This question comes from my Writers Digest webinar. The reader asks:
I recently conducted a focus group made up of 68 teenagers (male & female between the ages of 13-18). I had them read my manuscript and complete an anonymous survey at the end. I received many wonderful comments and scored an 8.5 on a scale of 1-10. Should I mention this in my query to agents or not?
The writer has done a lot of work to reach out to readers, which is always admirable. But does it matter? Will it sway my decision? Not really. Why? Because an agent’s first customers in publishing aren’t teenagers. In the trade process, my customers are publishers: the editors bringing my manuscripts to acquisitions, the sales and marketing people evaluating the work’s sales potential, the finance guys upstairs crunching numbers (in the form of a P&L, a “profit and loss” statement) to determine whether the project makes good business sense to bring to market.
While teens are the “end user” in the YA publishing process, they’re not my first buyer. They’re not even a publisher’s first buyer. After a house buys one of my manuscripts, they will edit it and then pitch it to booksellers and librarians. Those are my customer’s customers. And it’s booksellers and librarians who will then reach out to the teens: my customer’s customers’ customers. So before an actual reader gets their hands on a book, it will have gone through several layers of gatekeepers and decision-makers.
Is a B2B system that ignores its end-user in favor of a customer with more capital a good one? There are people who say that this is one of the things wrong with the publishing business model. Most publishers simply don’t do the kind of “on the ground” research that this writer did for their manuscript. But while these questions and issues are definitely valid, this post isn’t an attempt to address them. And for now, that’s the way things are in the trade publishing landscape.

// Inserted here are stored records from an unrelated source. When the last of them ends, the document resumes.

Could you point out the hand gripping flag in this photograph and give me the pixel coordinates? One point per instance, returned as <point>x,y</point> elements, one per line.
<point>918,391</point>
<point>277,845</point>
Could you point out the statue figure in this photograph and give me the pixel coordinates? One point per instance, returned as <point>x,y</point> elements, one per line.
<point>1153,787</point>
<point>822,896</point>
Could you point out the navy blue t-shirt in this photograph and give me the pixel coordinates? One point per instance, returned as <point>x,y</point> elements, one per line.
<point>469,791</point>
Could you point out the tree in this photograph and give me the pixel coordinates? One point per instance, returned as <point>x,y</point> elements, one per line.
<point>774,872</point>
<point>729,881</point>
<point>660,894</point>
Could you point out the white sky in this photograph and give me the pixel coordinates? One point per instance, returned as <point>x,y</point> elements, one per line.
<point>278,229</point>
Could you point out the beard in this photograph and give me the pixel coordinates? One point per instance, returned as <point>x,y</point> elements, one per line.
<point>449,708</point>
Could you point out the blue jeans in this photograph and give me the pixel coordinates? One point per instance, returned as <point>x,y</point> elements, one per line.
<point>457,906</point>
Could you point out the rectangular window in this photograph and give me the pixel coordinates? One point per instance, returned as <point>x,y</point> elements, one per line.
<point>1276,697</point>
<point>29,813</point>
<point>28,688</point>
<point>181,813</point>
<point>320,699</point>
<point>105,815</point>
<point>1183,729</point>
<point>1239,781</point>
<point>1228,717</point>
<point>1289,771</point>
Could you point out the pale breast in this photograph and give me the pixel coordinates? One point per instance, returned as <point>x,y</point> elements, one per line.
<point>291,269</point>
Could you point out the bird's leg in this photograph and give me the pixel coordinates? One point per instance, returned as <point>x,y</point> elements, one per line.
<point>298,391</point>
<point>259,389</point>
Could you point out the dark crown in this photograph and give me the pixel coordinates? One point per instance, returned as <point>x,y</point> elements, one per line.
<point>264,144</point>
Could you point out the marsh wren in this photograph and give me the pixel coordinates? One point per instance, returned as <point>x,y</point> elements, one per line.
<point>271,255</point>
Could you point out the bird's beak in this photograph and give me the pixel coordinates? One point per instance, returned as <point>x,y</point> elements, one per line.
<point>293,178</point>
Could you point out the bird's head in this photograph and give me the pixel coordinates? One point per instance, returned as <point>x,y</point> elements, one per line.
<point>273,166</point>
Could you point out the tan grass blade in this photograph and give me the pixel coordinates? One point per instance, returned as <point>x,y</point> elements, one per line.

With the above in mind, I say that I don’t really care what a focus group of teenagers said about a manuscript. Because I’m going to be pitching this project to editors, not teenagers. And most readers who don’t work in publishing and don’t read as much as the people who work in publishing may not have the discerning taste of those who work in publishing, so they’ll usually rate random things pretty highly.
It’s all a matter of context. Agents and editors, who read thousands of manuscripts a year, can be picky and choose the best of the best because they’ve also read the worst of the worst and the meh-est of the mediocre. The average teen who reads maybe a few dozen books a year will see something and think it’s pretty good because, well, why not? They don’t really have to be all that picky and entertainment is entertainment.
This is also why I’m not a fan of sites like Inkpop and Authonomy. Sure, they’re sponsored by HarperCollins, and, sure, highly rated manuscripts posted there get some official Haper eyeballs on them (having spoken to a few of the people who are on duty to vet these manuscripts, I can tell you it’s less glamorous than described), but your chances of getting a book deal out of posting there are still about the same as your chances of going through the slush or self-publishing something that becomes an international bestseller.
Writers often come to me with praise from real, live kids or high ratings on these online writing communities. But since most kid readers and most online community participants don’t have the kind of context and standards that I have — and since they’re not my immediate customers, publishers are — I don’t really weigh their opinions heavily when making my decision. I know that I have to impress publishers first, then impress the reading public with the products that publishers create on my client’s behalf.
I’m an agent. A tastemaker. A gatekeeper. My unique opinion and judgement, after all, is why people come to me in the first place. (And if they don’t like my judgment, they can go to another agent.) My personal list is what I shop around to editors. Who I rep and what projects I attach my name to are a matter of my opinion. When I’m considering a project, that’s the only opinion that matters to me. (And, of course, the opinions of my colleagues and my foreign rights co-agent but you know what I mean).